The timing of this intention is significant because we celebrate the annual Week of Prayer for Christian Unity, January 18th through the 25th. In the short video that the Vatican has released (you can google it and watch it), the Pope urged Christians to unite our prayers to his “for the gift of diversity in the Church,” since diversity is an opportunity to “rejoice”. He noted that diversity and unity were already present in the early Christian communities, and that the tension brought about by diversity had to be resolved on a higher level, resorting to dialog and prayerful listening to the Holy Spirit: “To move forward on the journey of faith, we also need ecumenical dialogue with our brothers and sisters of other confessions and Christian communities. This is not something confusing or disturbing, but is a gift God gives to the Christian community so it might grow as one body, the Body of Christ.” Pope Francis offered the example of the diversity of rites within the Eastern Churches that are in communion with Rome: “They have their own traditions, their own characteristic liturgical rites, yet they maintain the unity of the faith. They strengthen it, not divide it.”

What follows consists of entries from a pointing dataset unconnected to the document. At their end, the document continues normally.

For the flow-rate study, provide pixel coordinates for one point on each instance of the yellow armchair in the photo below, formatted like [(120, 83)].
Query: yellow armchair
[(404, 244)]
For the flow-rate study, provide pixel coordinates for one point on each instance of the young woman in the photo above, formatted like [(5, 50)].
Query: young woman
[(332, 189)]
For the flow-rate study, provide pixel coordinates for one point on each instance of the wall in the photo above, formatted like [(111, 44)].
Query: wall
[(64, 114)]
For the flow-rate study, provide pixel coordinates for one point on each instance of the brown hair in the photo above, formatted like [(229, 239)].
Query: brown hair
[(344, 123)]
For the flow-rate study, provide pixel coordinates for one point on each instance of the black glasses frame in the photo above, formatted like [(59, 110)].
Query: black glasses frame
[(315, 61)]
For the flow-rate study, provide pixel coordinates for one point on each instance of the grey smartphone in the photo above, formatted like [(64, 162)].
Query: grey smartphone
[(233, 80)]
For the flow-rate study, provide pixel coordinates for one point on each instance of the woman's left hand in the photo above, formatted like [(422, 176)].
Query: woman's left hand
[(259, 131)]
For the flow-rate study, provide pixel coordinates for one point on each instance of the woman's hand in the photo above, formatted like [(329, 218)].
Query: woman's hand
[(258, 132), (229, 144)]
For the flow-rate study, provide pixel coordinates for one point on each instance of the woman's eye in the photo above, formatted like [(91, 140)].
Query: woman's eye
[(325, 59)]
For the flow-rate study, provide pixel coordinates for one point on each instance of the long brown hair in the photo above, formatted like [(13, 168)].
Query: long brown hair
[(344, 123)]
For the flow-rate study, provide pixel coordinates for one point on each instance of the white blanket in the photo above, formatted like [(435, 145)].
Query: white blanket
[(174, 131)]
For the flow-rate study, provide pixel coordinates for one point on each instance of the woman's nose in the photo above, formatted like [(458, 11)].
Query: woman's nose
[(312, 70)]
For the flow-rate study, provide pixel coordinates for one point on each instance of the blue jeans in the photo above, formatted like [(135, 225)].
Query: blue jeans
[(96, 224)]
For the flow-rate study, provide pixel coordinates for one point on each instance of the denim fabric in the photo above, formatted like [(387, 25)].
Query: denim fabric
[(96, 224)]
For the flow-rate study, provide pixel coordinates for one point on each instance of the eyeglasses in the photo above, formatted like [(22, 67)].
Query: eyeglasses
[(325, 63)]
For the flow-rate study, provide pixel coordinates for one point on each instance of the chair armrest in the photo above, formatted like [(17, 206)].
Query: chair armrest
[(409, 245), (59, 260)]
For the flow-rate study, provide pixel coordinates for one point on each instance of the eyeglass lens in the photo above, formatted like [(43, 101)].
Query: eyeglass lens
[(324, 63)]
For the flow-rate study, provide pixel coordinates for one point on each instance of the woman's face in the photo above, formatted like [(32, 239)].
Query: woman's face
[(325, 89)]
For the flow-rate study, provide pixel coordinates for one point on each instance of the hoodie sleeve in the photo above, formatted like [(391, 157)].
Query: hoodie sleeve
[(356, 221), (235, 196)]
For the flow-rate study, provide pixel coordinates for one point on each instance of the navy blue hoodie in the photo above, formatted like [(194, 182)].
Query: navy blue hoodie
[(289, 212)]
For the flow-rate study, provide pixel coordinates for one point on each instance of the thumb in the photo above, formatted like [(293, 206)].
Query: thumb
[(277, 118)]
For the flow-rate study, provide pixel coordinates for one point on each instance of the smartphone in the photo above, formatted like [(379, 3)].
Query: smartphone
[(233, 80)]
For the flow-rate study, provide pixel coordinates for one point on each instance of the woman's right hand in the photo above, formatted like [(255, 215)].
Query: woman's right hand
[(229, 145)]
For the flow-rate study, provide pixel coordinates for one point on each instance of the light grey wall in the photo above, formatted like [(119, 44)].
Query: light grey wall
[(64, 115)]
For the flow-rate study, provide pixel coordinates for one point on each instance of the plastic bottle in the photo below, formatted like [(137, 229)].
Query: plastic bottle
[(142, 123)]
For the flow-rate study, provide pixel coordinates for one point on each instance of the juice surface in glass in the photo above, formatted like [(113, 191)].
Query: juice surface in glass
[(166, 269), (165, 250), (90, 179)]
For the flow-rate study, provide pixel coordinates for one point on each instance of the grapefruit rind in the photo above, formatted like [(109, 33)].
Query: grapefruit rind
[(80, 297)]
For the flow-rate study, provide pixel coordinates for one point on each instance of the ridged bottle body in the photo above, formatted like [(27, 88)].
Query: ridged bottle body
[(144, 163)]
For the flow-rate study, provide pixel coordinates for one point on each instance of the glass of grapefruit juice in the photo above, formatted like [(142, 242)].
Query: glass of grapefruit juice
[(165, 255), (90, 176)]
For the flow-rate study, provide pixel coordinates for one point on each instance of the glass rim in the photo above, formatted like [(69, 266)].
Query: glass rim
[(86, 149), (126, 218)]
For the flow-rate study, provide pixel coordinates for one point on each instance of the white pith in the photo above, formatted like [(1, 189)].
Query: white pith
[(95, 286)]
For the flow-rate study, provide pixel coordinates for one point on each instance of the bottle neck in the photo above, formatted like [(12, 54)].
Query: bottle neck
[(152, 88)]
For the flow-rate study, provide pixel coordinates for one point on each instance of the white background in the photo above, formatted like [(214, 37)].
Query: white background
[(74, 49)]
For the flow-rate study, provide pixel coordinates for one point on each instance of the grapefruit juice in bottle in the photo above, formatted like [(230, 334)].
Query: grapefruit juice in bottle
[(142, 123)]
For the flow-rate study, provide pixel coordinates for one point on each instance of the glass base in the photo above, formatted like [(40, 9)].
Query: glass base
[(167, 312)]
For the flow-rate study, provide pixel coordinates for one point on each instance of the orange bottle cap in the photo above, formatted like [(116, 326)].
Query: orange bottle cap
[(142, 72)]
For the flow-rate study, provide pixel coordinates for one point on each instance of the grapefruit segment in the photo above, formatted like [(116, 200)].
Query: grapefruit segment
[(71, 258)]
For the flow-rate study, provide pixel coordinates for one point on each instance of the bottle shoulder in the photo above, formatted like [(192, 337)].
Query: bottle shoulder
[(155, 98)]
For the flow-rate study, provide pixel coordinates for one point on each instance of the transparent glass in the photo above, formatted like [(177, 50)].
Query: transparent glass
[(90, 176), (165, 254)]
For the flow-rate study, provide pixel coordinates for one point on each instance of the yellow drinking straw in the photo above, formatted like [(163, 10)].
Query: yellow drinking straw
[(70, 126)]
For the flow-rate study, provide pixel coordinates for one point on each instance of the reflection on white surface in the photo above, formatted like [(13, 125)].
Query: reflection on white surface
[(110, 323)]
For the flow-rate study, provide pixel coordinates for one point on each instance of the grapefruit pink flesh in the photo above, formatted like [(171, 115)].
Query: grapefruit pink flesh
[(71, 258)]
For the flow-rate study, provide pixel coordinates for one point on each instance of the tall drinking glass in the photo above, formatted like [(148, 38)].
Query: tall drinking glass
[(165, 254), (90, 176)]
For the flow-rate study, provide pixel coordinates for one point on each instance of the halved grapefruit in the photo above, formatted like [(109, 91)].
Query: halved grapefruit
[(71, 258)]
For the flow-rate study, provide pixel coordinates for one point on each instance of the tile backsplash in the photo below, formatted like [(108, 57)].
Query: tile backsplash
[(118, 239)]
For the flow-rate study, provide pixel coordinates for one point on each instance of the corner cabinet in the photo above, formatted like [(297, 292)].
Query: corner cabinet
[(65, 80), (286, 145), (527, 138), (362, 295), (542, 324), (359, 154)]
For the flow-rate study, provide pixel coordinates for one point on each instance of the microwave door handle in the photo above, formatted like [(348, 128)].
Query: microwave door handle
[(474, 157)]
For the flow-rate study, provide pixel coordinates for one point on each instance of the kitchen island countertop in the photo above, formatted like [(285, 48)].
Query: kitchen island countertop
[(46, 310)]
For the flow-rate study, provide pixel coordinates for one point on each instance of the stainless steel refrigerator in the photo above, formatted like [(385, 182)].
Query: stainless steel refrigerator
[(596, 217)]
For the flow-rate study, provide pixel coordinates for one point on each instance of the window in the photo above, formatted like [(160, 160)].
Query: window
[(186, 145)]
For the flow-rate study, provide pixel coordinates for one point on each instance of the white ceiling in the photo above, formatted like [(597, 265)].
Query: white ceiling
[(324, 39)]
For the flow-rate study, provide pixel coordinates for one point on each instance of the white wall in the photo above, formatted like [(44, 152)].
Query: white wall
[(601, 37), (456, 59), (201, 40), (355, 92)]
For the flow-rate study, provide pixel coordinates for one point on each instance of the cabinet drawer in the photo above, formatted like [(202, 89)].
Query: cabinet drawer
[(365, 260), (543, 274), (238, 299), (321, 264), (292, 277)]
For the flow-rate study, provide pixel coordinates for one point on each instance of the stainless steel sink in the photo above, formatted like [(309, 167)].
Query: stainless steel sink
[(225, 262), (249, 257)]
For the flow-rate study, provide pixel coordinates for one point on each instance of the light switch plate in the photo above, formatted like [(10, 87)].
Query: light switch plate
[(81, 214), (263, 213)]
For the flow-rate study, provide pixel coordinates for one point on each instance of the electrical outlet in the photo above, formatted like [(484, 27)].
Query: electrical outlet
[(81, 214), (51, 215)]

The Catholic Church is not a church of uniformity, as some mistakenly think, but a church of unity in diversity. Our community of St. Matthias is a microcosm of that reality. We are a diverse community, united in our faith in Jesus Christ. The Feast of Epiphany we celebrated last Sunday was a visible sign of unity in diversity. Let us proudly continue our rich and biblical tradition that we proclaim at every weekend Mass: “All are welcome here at St. Matthias.”